Inteligência artificial e privacidade: atuação da autoridade francesa de proteção de dados
16 de junho de 2024, 6h38
No último dia 10 de junho, a Commission Nationale de l’Informatique et des Libertés (CNIL), autoridade francesa de proteção de dados pessoais, publicou considerações sobre como o Regulamento Geral sobre a Proteção de Dados (RGPD) viabiliza o uso da inteligência artificial (IA) de forma inovadora e responsável [1].

Este artigo busca apresentar o andamento recente do tema na França, com o caráter informativo para situações semelhantes enfrentadas no Brasil.
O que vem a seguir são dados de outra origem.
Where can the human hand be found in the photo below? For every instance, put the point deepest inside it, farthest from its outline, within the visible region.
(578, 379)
Não há o intuito de importar posicionamentos ou decisões estrangeiras, considerando as realidades jurídicas distintas.
A informação sobre a CNIL demonstra que a IA é objeto de estudo e regulamentações em outras jurisdições, como também ocorre no Brasil, tendo em vista que a Autoridade Nacional de Proteção de Dados (ANPD) recentemente apresentou propostas de alteração do substitutivo ao Projeto de Lei nº 2338/2023 sobre IA no Brasil [2].
As manifestações da CNIL buscam garantir segurança jurídica no contexto europeu, considerando o Regulamento Inteligência Artificial (EU AI Act), aprovado em março pelo Parlamento Europeu [3]. Como as disposições serão adotadas de forma escalonada nos próximos meses, a CNIL busca antecipar a articulação entre a IA e o RGPD, independentemente do EU AI Act. Para isso, a CNIL realizou consulta pública e listou recomendações práticas sobre a IA [4].
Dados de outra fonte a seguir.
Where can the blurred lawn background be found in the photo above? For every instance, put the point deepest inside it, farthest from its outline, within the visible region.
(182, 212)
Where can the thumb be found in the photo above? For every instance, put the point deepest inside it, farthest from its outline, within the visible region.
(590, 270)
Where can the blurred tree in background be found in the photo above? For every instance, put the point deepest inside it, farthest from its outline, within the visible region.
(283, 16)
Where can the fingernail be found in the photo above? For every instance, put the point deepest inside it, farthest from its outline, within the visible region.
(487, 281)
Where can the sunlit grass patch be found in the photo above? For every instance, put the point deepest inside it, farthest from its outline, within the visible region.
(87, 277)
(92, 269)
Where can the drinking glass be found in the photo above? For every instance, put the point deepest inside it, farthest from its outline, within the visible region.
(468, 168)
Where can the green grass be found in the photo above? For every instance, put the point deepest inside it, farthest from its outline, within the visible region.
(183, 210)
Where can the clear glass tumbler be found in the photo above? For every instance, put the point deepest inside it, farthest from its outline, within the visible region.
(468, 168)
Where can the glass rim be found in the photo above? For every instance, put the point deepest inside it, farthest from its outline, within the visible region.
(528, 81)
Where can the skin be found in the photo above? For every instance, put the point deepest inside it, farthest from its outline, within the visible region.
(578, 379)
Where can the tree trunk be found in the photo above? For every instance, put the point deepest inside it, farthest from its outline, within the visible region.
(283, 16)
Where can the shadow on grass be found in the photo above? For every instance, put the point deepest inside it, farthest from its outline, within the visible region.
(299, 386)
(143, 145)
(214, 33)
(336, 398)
A consulta pública versou, dentre outros pontos, sobre o legítimo interesse como base legal. A CNIL pontuou que se trata da base legal frequentemente utilizada para o desenvolvimento da IA. Por isso, avaliações de riscos devem ser realizadas.
Por meio de condições específicas, os direitos relacionados aos dados pessoais podem ser protegidos, e o tratamento de dados pessoais deve ocorrer de forma responsável. A consulta é voltada especialmente para as técnicas de web scrapping, que se se relaciona ao acesso e à coleta de bases de dados significativas e difusão da IA em open source [5], que se refere ao compartilhamento e a colaboração comunitária, em linhas gerais.
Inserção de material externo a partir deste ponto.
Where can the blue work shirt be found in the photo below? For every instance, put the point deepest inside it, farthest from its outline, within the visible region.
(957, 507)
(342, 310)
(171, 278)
No caso das recomendações práticas, a CNIL criou uma página específica, com informações e diretrizes sobre os seguintes pontos:
- o regime jurídico aplicável;
- a definição de finalidade;
- a determinação da qualificação jurídica dos atores;
- a licitude do tratamento na definição da base legal e na reutilização dos dados pessoais;
- a realização de análise de impacto quando necessária;
- a proteção de dados no design do sistema;
- a proteção de dados com a coleta e gestão dos dados pessoais;
- a base legal do legítimo interesse para desenvolver um sistema de IA, relacionado ao open source e ao web scrapping; (ponto em consulta publica);
- as informações sobre os dados pessoais;
- o respeito e a facilitação do exercício dos direitos relacionados;
- o registro dos dados pessoais;
- a garantia da segurança do desenvolvimento de um sistema de IA [6]

Intersecção prática
A coexistência harmônica entre regulamentos e/ou leis de IA e de dados pessoais é esperada pela intersecção prática. Como dados pessoais são necessários para o desenvolvimento e aprimoramento da IA, as diretrizes complementares fortalecem a proteção de indivíduos, da coletividade e, nos casos de relações de consumo, de consumidores.
Desse modo, a atuação da CNIL para esclarecer a articulação entre os dados pessoais, protegidos pelo RGDP, e a IA, que passa a ter nova regulamentação pelo EU AI Act, é essencial para a garantia da segurança jurídica. Em momentos de transições, como no caso de novas leis e/ou de regulamentos, a atuação dos órgãos reguladores é enriquecida pela contribuição viabilizada por meio de consultas públicas, como a CNIL e a ANPD realizam em diferentes contextos jurídicos.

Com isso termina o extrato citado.